Molti morti quindi, la rappresentazione non priva di sarcasmo di uomini e donne che non conoscono la parola pietà, compreso quel Benna, fratello di Monza, la cui morte è stato il motivo principale della mattanza, ma che poi di pagina in pagina si scoprirà più perfido del previsto ed aver avuto ruoli sanguinosi in parte ignoti alla stessa sorella, accecata dall’affetto e da sentimenti incestuosi. Morti che vogliono dire anche frequenti descrizioni di combattimenti all’ultimo sangue o provocati dai fantasiosi avvelenamenti di Castor Morveer. Ma, mentre questa parte un po’splatter alla fin fine potrebbe pure risultare ripetitiva e convenzionale, il maggior pregio dell’opera di Abercrombie – aspetto forse sorprendente in un romanzo “di genere” – si conferma sempre lo scavo psicologico dei personaggi, dove il loro punto di vista, espresso con la terza persona, rappresenta l’autentico elemento noir del romanzo. In questo senso, anche se sempre col rischio di scadere nella caricatura, risulta paradigmatico il personaggio di Nicomo Cosca, il mercenario ubriacone sempre pronto a vendersi al miglior offerente; come del resto Caul il Brivido, giunto in Styria con le migliori intenzioni e poi nel corso del romanzo, a causa del suo contrastato rapporto con Monza e per le mutilazioni subite, convertito nuovamente alla violenza e all’omicidio seriale. Proprio le ultime pagine, sotto il titolo beffardo di “Lieto fine”, potranno evocare qualcosa di molto spiacevole e letale: “Tutto sommato e al di là di una certa sfortuna doveva dire che ne era uscito bene. Magari quaggiù in Styria aveva perso un occhio. Magari non la lasciava più ricco di quando aveva messo piede fuori dalla barca. Ma era un uomo migliore, su questo non aveva dubbi. Un uomo più saggio. Una volta era il peggior nemico di se stesso. Adesso lo era di chiunque altro”.
Edizione esaminata e brevi note
Joe Abercrombie, è nato a Lancaster nel 1974. È il 2002 quando, allora studente di Psicologia all’Università di Manchester, pensa di scrivere una trilogia fantasy e inizia la stesura del primo episodio. Trasferitosi a Londra, lavora come montatore freelance e produttore di format televisivi di vario tipo e termina di scrivere quello che diventerà The Blade Itself.
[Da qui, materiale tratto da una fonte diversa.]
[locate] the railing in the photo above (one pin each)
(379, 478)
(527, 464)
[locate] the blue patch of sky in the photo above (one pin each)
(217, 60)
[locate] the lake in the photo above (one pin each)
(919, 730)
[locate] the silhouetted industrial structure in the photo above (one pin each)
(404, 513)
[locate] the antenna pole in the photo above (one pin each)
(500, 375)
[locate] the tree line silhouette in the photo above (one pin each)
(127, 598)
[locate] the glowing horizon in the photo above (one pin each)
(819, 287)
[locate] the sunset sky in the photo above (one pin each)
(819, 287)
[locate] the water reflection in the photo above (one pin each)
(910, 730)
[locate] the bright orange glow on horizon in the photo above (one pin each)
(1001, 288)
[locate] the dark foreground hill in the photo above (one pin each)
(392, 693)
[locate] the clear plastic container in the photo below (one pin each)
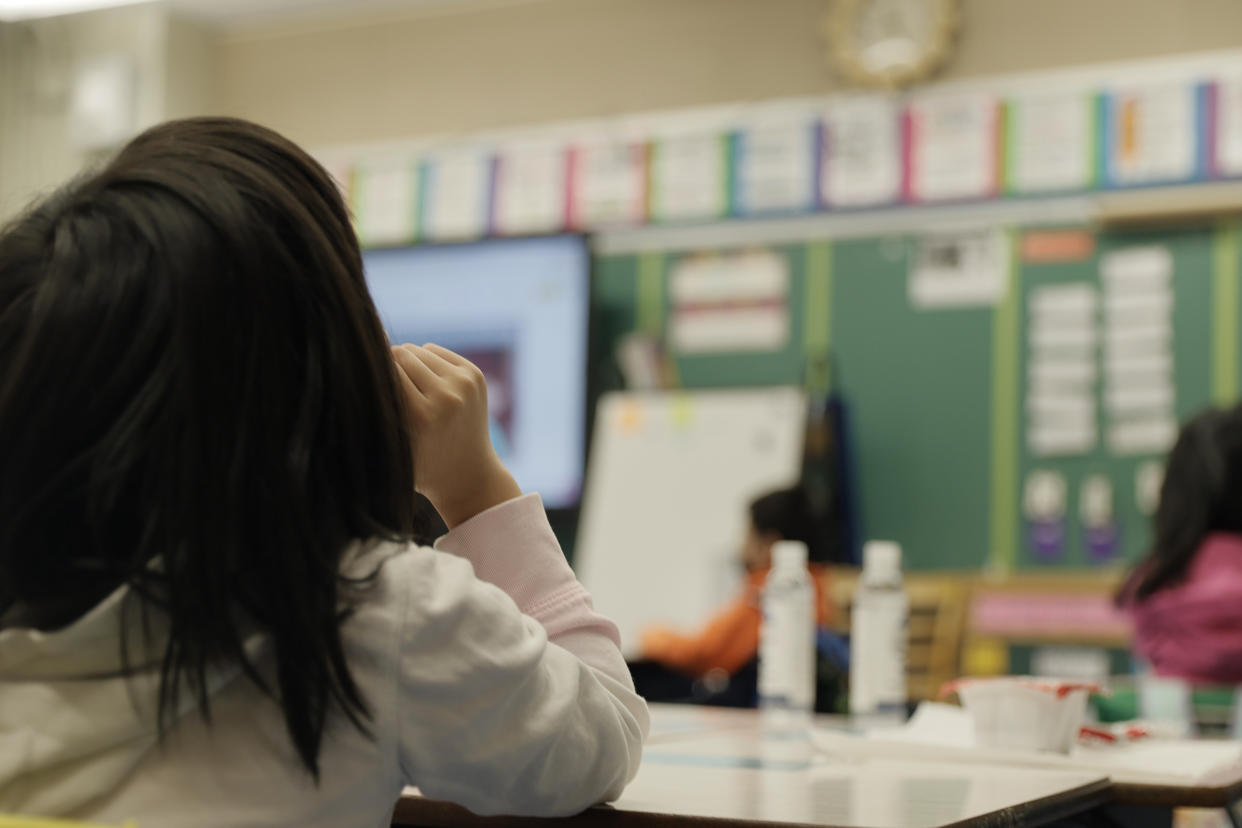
(1025, 713)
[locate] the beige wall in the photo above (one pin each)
(477, 66)
(37, 61)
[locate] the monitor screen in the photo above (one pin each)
(518, 309)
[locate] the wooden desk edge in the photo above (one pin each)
(1171, 796)
(430, 813)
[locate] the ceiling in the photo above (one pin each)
(231, 11)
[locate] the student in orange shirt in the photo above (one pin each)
(679, 664)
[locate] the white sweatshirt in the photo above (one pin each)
(491, 680)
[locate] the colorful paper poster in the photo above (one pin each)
(861, 154)
(1050, 143)
(689, 178)
(1151, 134)
(1043, 505)
(964, 270)
(953, 148)
(607, 184)
(1228, 126)
(1062, 376)
(456, 195)
(386, 202)
(774, 169)
(730, 303)
(530, 190)
(1139, 395)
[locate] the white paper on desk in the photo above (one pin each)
(688, 175)
(939, 736)
(1228, 126)
(862, 153)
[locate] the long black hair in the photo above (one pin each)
(788, 514)
(1201, 494)
(198, 401)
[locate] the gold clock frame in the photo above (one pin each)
(843, 50)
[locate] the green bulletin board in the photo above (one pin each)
(938, 395)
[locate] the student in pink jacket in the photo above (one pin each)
(1186, 596)
(216, 607)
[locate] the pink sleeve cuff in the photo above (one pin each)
(512, 545)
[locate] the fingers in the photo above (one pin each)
(415, 370)
(458, 363)
(434, 360)
(447, 355)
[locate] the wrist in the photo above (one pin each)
(491, 489)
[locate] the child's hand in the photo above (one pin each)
(455, 464)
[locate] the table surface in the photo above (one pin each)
(737, 731)
(707, 765)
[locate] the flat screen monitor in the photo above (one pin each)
(518, 309)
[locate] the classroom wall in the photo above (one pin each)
(173, 62)
(482, 65)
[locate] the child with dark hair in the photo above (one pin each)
(214, 605)
(729, 641)
(1186, 595)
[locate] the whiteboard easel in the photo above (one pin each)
(668, 486)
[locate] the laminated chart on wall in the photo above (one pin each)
(1050, 143)
(607, 184)
(1062, 378)
(1151, 134)
(456, 194)
(774, 168)
(1227, 157)
(530, 189)
(959, 270)
(1139, 392)
(689, 178)
(953, 148)
(730, 303)
(861, 154)
(386, 202)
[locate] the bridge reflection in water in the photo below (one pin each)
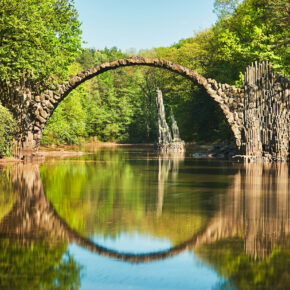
(255, 208)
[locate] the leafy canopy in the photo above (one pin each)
(38, 38)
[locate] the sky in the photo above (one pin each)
(139, 24)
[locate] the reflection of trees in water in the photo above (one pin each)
(251, 231)
(29, 259)
(255, 208)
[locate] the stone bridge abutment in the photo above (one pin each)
(257, 113)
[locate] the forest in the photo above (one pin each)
(119, 106)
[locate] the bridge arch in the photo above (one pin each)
(46, 104)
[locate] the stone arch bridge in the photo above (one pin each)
(257, 113)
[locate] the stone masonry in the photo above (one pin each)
(257, 113)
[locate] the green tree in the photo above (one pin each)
(38, 39)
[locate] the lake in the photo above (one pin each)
(126, 218)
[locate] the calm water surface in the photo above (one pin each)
(124, 218)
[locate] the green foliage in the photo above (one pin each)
(120, 105)
(7, 131)
(38, 266)
(38, 39)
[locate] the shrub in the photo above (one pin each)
(7, 130)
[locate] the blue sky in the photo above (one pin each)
(142, 24)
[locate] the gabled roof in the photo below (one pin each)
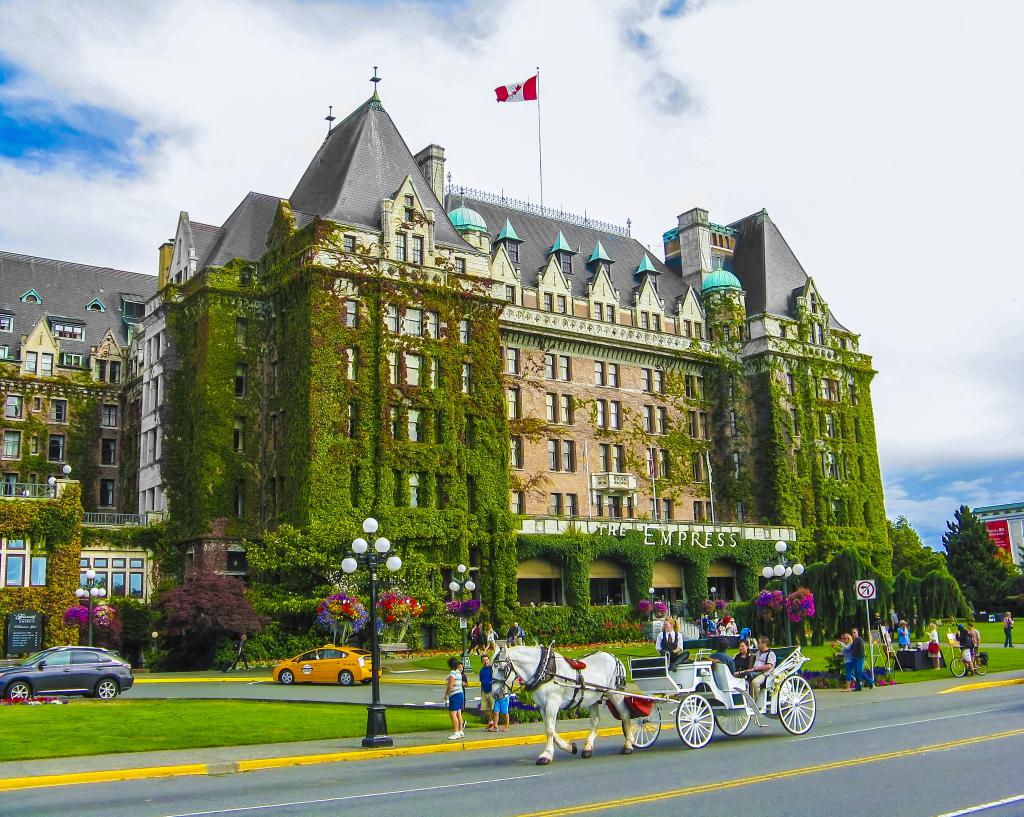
(66, 289)
(768, 268)
(536, 231)
(361, 162)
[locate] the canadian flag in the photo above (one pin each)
(517, 91)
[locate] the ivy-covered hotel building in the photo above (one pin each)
(530, 392)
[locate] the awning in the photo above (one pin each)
(538, 568)
(722, 570)
(668, 574)
(604, 568)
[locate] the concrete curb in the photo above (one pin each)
(259, 764)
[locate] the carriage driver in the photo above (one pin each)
(670, 644)
(764, 662)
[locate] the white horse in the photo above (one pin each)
(557, 685)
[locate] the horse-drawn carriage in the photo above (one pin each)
(698, 694)
(702, 694)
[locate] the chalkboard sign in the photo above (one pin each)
(24, 632)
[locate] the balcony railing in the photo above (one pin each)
(614, 482)
(120, 520)
(27, 490)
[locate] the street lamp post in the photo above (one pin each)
(783, 568)
(372, 557)
(90, 591)
(460, 584)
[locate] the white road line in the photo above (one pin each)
(355, 797)
(975, 809)
(904, 723)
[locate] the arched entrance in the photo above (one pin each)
(539, 582)
(722, 576)
(607, 583)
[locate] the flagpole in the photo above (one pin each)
(540, 154)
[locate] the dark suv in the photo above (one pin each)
(68, 671)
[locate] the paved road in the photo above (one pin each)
(912, 757)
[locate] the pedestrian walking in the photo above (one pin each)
(455, 697)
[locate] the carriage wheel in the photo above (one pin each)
(733, 722)
(796, 705)
(644, 731)
(694, 721)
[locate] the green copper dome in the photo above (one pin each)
(721, 280)
(466, 220)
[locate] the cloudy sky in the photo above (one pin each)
(883, 137)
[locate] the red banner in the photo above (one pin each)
(998, 531)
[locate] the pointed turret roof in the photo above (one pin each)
(361, 162)
(599, 254)
(508, 232)
(560, 246)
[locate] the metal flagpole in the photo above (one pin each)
(540, 154)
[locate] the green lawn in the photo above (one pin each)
(52, 731)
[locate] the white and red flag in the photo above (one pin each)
(518, 91)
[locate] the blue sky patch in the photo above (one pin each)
(36, 131)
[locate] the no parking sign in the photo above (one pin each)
(865, 589)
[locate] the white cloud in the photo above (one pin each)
(880, 136)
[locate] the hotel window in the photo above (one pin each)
(512, 398)
(549, 367)
(414, 323)
(564, 368)
(515, 446)
(511, 360)
(107, 492)
(12, 445)
(413, 364)
(55, 448)
(414, 425)
(13, 406)
(351, 314)
(565, 401)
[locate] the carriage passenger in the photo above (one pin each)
(670, 644)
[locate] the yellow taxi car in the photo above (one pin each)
(327, 664)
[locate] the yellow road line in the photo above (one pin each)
(42, 781)
(639, 800)
(982, 685)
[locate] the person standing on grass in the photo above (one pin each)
(455, 697)
(486, 699)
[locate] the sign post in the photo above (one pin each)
(865, 590)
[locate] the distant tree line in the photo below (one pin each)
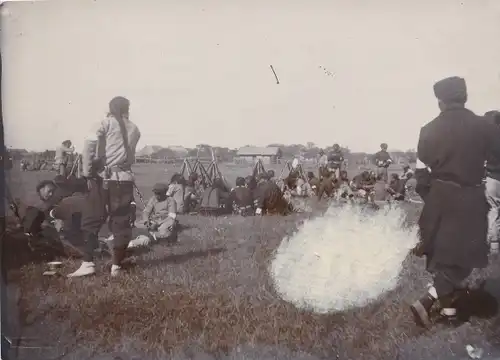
(308, 151)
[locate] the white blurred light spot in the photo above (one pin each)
(343, 259)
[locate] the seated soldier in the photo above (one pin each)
(37, 221)
(271, 175)
(241, 199)
(314, 182)
(215, 200)
(407, 172)
(397, 188)
(361, 185)
(176, 191)
(159, 217)
(380, 195)
(190, 195)
(251, 182)
(37, 216)
(344, 191)
(268, 198)
(327, 185)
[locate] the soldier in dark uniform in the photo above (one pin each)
(314, 182)
(268, 198)
(452, 150)
(336, 160)
(241, 198)
(383, 161)
(107, 158)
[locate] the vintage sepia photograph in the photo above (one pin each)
(250, 180)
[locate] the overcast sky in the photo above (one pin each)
(198, 71)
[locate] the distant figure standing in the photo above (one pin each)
(322, 163)
(336, 160)
(452, 150)
(62, 157)
(107, 158)
(383, 161)
(493, 191)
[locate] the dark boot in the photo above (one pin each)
(118, 254)
(421, 310)
(448, 312)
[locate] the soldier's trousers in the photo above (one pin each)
(448, 278)
(384, 172)
(113, 203)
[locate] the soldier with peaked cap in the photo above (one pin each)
(452, 150)
(493, 190)
(107, 158)
(336, 160)
(383, 161)
(62, 157)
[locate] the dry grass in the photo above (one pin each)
(210, 295)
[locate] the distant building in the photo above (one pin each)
(251, 154)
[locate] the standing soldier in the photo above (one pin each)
(322, 163)
(493, 191)
(453, 225)
(383, 161)
(107, 158)
(336, 160)
(62, 157)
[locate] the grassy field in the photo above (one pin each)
(210, 297)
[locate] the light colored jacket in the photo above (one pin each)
(159, 211)
(177, 192)
(61, 154)
(105, 141)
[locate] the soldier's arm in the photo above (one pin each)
(148, 210)
(89, 152)
(493, 138)
(68, 149)
(259, 197)
(172, 209)
(171, 190)
(422, 170)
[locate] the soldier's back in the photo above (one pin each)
(458, 141)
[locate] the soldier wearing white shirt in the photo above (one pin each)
(107, 158)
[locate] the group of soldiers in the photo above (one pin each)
(66, 161)
(449, 177)
(64, 201)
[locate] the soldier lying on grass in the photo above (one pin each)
(159, 219)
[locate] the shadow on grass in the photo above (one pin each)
(20, 250)
(482, 302)
(181, 258)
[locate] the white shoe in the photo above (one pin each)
(140, 241)
(116, 270)
(86, 269)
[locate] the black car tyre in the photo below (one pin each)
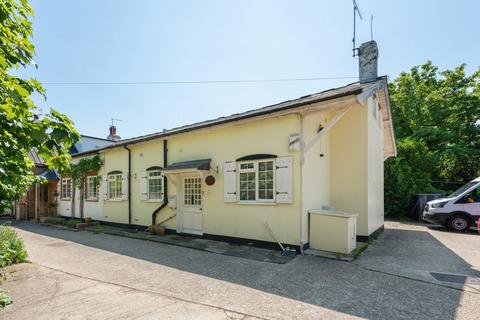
(459, 223)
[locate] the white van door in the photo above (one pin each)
(471, 202)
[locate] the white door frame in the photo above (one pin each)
(180, 202)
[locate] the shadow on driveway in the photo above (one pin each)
(362, 289)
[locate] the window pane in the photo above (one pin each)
(192, 191)
(265, 180)
(247, 186)
(246, 166)
(154, 188)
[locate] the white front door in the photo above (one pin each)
(191, 204)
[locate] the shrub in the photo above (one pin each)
(12, 249)
(5, 299)
(57, 220)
Gollancz ha acquistato i diritti, vincolando Abercrombie a pubblicare l’intera serie. A The Blade Itself (2007) sono seguiti They Are Hanged e Last Argument of Kings (2008). La trilogia The First Law si è rivelata un grande successo tra i lettori anglosassoni.
Joe Abercrombie, “Il sapore della vendetta”, Gargoyle (collana Extra), Roma 2014, pag. 800. Traduzione di Edoardo Rialti.